Of course, her delusion is ridiculous for a multitude of reasons: to begin with, it’s obviously a constructed film not a documentary, so even if the events were real how would you know they recreated the exact burial spot in their movie version? Secondly, why would they have done that and then left the actual money where it was? Thirdly, the money was supposedly buried in 1987 - surely someone else would have come up with a similar idea in the intervening fifteen years and found the money already, wouldn’t they? Fourthly, he only buried it in the snow. Snow melts. How could anyone believe this? The film opens with Kumiko following another of her intricately made hand embroidered maps that results in her finding the fateful tape as if she alone had been handed some kind of divine revelation. Accordingly, she pours all of her energy into divining its holy secrets. Hers is a literal leap of faith - she simply believes in it even though we ‘know’ it’s absurd.

What would make someone cling on to this kind of bizarre idea as their only true hope of salvation? We’re never given very much backstory, but it seems that somewhere along the way Kumiko’s life diverged from the one she wanted to live and ever since then she’s been treading water. Her mother rings her periodically to try and convince her to move back home ‘until she gets married’ whilst asking all sorts of questions about her love life and career that Kumiko would rather not answer. At work she’s the odd one out in the office as generally young women either decide to leave and get married or pursue a more demanding career long before Kumiko’s almost ancient 29. She keeps herself apart from her colleagues and barely speaks to them which is fine because they think of her as a creepy old lady anyway. She does eventually agree to meet an old school friend for coffee but bolts once left alone in a cafe with her friend’s five year-old daughter. It’s almost as if Kumiko herself feels she’s failed and is too ashamed to interact with other people. Faced with her friend’s successful home life with a healthy young daughter compared to Kumiko’s own dreary, lonely existence it’s not difficult to see how loneliness and frustrated desperation could lead to a state of psychosis. If she can just prove it; show everyone she has a destiny - something she alone is supposed to do, then they’d all see.

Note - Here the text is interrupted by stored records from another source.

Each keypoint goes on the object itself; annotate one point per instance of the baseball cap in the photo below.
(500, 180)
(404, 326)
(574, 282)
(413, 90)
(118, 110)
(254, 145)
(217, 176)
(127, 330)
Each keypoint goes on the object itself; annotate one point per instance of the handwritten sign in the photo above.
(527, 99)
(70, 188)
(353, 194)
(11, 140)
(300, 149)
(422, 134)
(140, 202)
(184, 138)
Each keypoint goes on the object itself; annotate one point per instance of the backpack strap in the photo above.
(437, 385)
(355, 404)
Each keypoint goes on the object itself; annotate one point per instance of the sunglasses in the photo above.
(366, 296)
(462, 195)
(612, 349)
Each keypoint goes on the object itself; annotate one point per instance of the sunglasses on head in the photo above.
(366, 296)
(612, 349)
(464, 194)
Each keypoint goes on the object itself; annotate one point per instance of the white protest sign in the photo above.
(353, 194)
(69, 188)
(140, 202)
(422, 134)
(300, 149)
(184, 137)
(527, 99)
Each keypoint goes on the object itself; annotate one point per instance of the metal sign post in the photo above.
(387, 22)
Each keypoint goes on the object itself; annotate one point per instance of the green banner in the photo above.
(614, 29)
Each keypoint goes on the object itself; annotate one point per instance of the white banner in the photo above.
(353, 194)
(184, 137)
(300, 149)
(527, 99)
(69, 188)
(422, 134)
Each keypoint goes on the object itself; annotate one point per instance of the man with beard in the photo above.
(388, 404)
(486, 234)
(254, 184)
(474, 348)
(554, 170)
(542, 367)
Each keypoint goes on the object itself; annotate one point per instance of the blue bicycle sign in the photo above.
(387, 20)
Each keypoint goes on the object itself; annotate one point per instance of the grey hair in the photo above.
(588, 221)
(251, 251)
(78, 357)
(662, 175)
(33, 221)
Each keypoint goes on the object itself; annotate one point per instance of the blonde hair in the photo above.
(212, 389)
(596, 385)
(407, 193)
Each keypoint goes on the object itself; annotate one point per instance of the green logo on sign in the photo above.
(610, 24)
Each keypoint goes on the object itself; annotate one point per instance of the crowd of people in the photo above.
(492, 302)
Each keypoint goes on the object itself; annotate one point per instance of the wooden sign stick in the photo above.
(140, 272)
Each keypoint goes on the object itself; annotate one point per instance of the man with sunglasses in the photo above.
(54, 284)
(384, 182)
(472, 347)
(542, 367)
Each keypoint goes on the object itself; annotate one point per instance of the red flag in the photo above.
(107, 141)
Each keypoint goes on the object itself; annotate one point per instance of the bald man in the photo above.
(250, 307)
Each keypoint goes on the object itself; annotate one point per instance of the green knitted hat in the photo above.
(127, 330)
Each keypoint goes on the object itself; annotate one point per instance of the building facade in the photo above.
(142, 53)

Once she reaches America things begin to take a darker turn. Dressed only in her usual blue dress and little red hoodie, she’s like Red Riding Hood stepping off alone into the woods. She hasn’t brought winter clothes, cash or even made a proper plan of how to actually get to Fargo. She meets some nice people along the way - a lonely old lady who means well but has almost kidnapped the poor girl and keeps trying to thrust James Clavell’s Shogun at her, and a truly decent policeman who can see there’s something wrong but is prevented from helping by the impenetrable language barrier. Every time it seems as if there might be a better way out of this the door is cruelly slammed in Kumiko’s face and left entirely alone in a strange land there really is nothing else for her to do than trudge on in hope of finding her treasure. Kumiko could so easily have been a series of crazy lady tics and quirks but thanks to Kikuchi’s extremely nuanced performance the infinite sadness of her story is completely laid bare. All this happened, more or less - mostly less in this case, but there is truth in this story. The world is full of lonely people whose minds have turned in on themselves through having nowhere left to run. Kumiko the Treasure Hunter is an existential tragedy that nevertheless is shot through with enough charm and whimsy to make its often unpalatable message easy to digest. A strange fairytale for adults, Kumiko’s story is heartbreakingly bleak but it’s also immensely beautiful.

Kumiko The Treasure Hunter was Screened at Sundance London from 25-27th April 2014.

8
A beautiful fairy tale for adults, Kumiko the Treasure Hunter is undoubtedly a sad story but is infinitely richer for it.